Évaporé dans un nuage rouge
dans l'une des nombreuses meurtrières de la nuit
avec un besoin d'attention et d'amour trop fort,
"Si tu m'aimes tu pleures"
pour être partagé,
ça valait la peine de vous amuser les soirs d'été
avec un tout simple "Je me souviens" :
pour vous observer louer un kilo d'herbe
à des paysans retraités et à leur femmes
et offrir à pleines mains des océans
et d'autres d'autres vagues aux marins de service,
jusqu'à découvrir une à une vos cachettes
sans regretter ma crédulité :
parce que dès la première tranchée
j'étais déjà plus curieux que vous,
j'étais beaucoup plus curieux que vous.
Et puis suspendu entre vos "Comment ça va"

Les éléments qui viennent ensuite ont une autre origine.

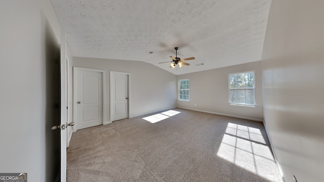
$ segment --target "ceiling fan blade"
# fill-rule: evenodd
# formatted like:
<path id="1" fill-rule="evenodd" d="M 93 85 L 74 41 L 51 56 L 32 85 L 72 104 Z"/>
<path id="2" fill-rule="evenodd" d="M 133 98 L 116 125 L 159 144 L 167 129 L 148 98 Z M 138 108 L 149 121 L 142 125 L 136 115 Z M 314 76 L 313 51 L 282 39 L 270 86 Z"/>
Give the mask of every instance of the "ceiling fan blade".
<path id="1" fill-rule="evenodd" d="M 181 59 L 180 60 L 180 61 L 188 61 L 188 60 L 194 60 L 195 59 L 194 57 L 191 57 L 191 58 L 185 58 L 185 59 Z"/>
<path id="2" fill-rule="evenodd" d="M 190 65 L 190 64 L 189 64 L 189 63 L 186 63 L 186 62 L 182 62 L 182 61 L 181 61 L 181 63 L 182 63 L 182 64 L 183 64 L 183 65 L 186 65 L 186 66 L 189 66 L 189 65 Z"/>
<path id="3" fill-rule="evenodd" d="M 172 58 L 172 60 L 174 61 L 177 61 L 177 59 L 174 57 L 174 56 L 170 56 L 170 58 Z"/>
<path id="4" fill-rule="evenodd" d="M 173 62 L 173 61 L 166 61 L 165 62 L 161 62 L 161 63 L 158 63 L 158 64 L 160 63 L 171 63 L 171 62 Z"/>

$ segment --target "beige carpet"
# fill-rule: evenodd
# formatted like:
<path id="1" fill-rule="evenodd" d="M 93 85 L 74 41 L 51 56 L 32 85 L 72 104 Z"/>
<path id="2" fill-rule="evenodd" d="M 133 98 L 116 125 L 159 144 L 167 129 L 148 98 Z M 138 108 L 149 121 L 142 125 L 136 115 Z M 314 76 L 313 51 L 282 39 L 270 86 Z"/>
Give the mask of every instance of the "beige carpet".
<path id="1" fill-rule="evenodd" d="M 281 181 L 262 123 L 172 110 L 74 132 L 67 181 Z"/>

étonné par des lieux moins communs mais plus féroces,
du genre : " Comment te sens-tu ami, ami fragile,
si tu veux je pourrai m'occuper de toi une heure par mois"
"Vous le savez que j'ai perdu deux enfants"
"Madame est plutôt du genre distraite."
Et encore abattu par votre courtoisie
à l'heure où l'un de mes rêves,
ballerine de second rang,
agitait pour je ne sais quel avenir
son présent aux seins énormes
et sa césarienne récente,
je me disais 'quelle belle chose qu'au bout de mes doigts
il faille que commence une guitare'.
Et puis assis au milieu de vos au revoir,
je me sentais moins fatigué que vous
j'étais beaucoup moins fatigué que vous.
Je pouvais taquiner le pantalon d'une inconnue
pour la voir écarquiller la bouche.
Je pouvais demander à l'un ou l'autre de mes enfants
de parler mal de moi et à haute voix.
Je pouvais troquer ma guitare et son casque
contre une boite en bois disant nous perdrons.
Je pouvais vous demander le nom de votre chien
le mien ça fait un bout de temps qu'il s'appelle Libre.
Je pouvais engager un cannibale à la journée
pour m'enseigner la distance me séparant des étoiles.
Je pouvais traverser des litres et des litres de corail
pour rejoindre un endroit nommé au revoir.
Et jamais l'idée ne m'a effleuré
que j'étais plus ivre que vous,
que j'étais beaucoup plus ivre que vous.